Irritadiço na brincadeira, tal como seu paciente costuma ser na vida real, o analista mostra-se briguento, xinga e ameaça de morte a funcionária por causa de um erro que ela sequer cometeu.
– Não sei esperar. Não sei o que fazer com a raiva! Diz o analista.
Agora é o garoto que precisa lidar com um adulto descontrolado, que o transforma num improvisado doutor da raiva. Com um toque mágico de varinha na cabeça do analista, reestabelece-se a ordem para que eles possam, a seguir, ocupar-se de cardápios macabros.

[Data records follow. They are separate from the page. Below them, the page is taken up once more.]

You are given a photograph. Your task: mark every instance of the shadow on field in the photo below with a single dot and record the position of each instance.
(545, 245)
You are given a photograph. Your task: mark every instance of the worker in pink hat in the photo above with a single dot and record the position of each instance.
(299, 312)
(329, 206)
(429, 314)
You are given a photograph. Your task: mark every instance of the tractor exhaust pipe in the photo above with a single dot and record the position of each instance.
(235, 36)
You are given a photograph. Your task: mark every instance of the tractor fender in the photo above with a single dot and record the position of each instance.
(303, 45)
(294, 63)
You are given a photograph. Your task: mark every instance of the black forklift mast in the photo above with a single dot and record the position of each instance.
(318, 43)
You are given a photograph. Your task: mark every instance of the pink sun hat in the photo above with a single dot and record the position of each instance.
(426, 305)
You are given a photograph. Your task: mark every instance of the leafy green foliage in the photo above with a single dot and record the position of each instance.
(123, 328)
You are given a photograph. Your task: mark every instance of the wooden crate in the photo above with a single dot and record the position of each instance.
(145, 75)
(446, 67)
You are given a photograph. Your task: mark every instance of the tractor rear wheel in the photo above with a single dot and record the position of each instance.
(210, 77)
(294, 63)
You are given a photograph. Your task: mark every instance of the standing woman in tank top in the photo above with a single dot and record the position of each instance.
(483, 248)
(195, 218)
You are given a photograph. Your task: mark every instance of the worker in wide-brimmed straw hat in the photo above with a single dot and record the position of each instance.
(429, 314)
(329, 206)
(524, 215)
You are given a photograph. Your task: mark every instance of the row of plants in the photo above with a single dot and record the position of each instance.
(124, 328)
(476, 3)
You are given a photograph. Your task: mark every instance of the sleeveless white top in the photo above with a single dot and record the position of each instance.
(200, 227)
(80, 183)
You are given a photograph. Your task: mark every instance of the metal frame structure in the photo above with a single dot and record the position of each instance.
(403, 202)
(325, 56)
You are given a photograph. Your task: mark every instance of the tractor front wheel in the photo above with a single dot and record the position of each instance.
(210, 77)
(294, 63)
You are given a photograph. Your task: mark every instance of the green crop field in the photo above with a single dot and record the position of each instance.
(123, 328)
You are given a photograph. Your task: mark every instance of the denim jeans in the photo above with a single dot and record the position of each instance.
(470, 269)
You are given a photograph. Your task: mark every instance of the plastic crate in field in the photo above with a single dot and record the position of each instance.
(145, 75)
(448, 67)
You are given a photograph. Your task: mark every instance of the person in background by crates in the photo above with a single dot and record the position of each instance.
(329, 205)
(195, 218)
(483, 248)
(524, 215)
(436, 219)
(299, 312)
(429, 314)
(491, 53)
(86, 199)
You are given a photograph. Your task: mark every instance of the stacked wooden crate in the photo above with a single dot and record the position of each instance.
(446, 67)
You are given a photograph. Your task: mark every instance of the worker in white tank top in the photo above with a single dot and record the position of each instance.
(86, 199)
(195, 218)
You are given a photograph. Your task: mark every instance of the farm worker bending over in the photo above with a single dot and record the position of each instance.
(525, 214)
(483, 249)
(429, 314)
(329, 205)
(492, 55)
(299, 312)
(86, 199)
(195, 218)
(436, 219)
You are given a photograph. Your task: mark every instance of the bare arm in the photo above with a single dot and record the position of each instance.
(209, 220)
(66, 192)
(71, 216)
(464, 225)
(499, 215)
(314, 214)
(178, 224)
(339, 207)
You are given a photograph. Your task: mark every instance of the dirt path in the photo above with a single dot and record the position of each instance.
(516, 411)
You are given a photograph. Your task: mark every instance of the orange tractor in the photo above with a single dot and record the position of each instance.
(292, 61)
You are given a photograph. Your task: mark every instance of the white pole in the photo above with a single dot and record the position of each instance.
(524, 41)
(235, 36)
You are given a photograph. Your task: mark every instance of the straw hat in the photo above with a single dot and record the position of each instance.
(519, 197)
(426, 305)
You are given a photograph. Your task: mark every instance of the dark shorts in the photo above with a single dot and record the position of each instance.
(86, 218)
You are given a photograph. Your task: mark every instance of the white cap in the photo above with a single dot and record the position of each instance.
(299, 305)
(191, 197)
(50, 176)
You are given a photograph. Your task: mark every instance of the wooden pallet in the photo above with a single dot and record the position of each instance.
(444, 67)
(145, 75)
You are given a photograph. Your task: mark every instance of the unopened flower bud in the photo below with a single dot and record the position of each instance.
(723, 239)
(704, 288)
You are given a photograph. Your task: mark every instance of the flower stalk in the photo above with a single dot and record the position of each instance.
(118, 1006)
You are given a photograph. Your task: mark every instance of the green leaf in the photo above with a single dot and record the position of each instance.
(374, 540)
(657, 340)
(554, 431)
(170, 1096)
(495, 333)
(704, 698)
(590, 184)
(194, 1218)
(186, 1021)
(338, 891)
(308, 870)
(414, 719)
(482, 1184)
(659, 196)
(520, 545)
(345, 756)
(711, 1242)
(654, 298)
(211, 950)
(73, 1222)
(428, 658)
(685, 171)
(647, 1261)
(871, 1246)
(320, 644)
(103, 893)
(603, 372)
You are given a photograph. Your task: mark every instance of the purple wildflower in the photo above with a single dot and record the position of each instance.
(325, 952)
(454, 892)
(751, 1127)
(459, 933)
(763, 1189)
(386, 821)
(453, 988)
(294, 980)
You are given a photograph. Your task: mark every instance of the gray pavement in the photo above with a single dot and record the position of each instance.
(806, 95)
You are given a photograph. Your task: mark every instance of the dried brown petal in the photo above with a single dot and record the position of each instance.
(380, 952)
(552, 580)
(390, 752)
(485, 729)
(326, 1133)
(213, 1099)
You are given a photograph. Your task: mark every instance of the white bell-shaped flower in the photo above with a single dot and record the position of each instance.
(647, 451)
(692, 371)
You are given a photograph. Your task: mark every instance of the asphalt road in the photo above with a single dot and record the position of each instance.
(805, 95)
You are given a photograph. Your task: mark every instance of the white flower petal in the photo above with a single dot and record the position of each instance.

Os ingredientes são sangue e vísceras, de vítimas de envenenamentos, explosões e atropelamentos. Os pratos eram: suflês de cadáver estripado, lombo de morto degolado, além de frutos de gente morta e apodrecida.
Não espere que essa sublimação da fúria produza imediata paz no menino, que mata na tela para suportar a vida real. Na sequência, o analista será assassinado repetidamente, para desta forma fazerem os papéis de pai e filho zumbis. O garoto precisava dar conta de um pai que parecia, ou se fazia de morto. Não importa quantos tiros desse no seu dispositivo virtual, esse jeito de morto que os vivos pareciam ter ao seu redor continuava insuportável. Já com um pai zumbi de mentira, um filho pode, quem sabe, avivar-se.
Essas dramatizações lúdicas resolvem todos os problemas de um paciente difícil? Certamente não, mas o livro nos explica como, ao desenvolver esses recursos complexos de imaginação, uma criança torna-se observadora de si mesma, de tudo que a cerca, e capaz de construir o que o autor chama de “espaço narrativo”. Poder contar-se permite protagonizar soluções para os enigmas da vida. Ou bem nós escrevemos nossa história, ou ela fará de nós seus marionetes.
Mas o que há de novo na infância?
Há muita pressa para que todos pareçam apresentáveis aos olhos dos outros, multiplicados ao infinito nas redes. Isso vale também para os filhos, cujos pais impacientam-se para ver-se bem representados através deles.
Telas são imprescindíveis para esse teatro de ilusões, já que na realidade é tudo lento, imperfeito e trabalhoso.
Celso mostra como nasce um contador de histórias, mesmo a partir do frenético teclar ou apertar botões de uma criança. Nem que seja necessário encená-las em telas imaginárias.
Pode-se levar a virtualidade à vida, escapando dos dispositivos eletrônicos onde ela está aprisionada. Psicanalistas não são só pacientes, são otimistas militantes.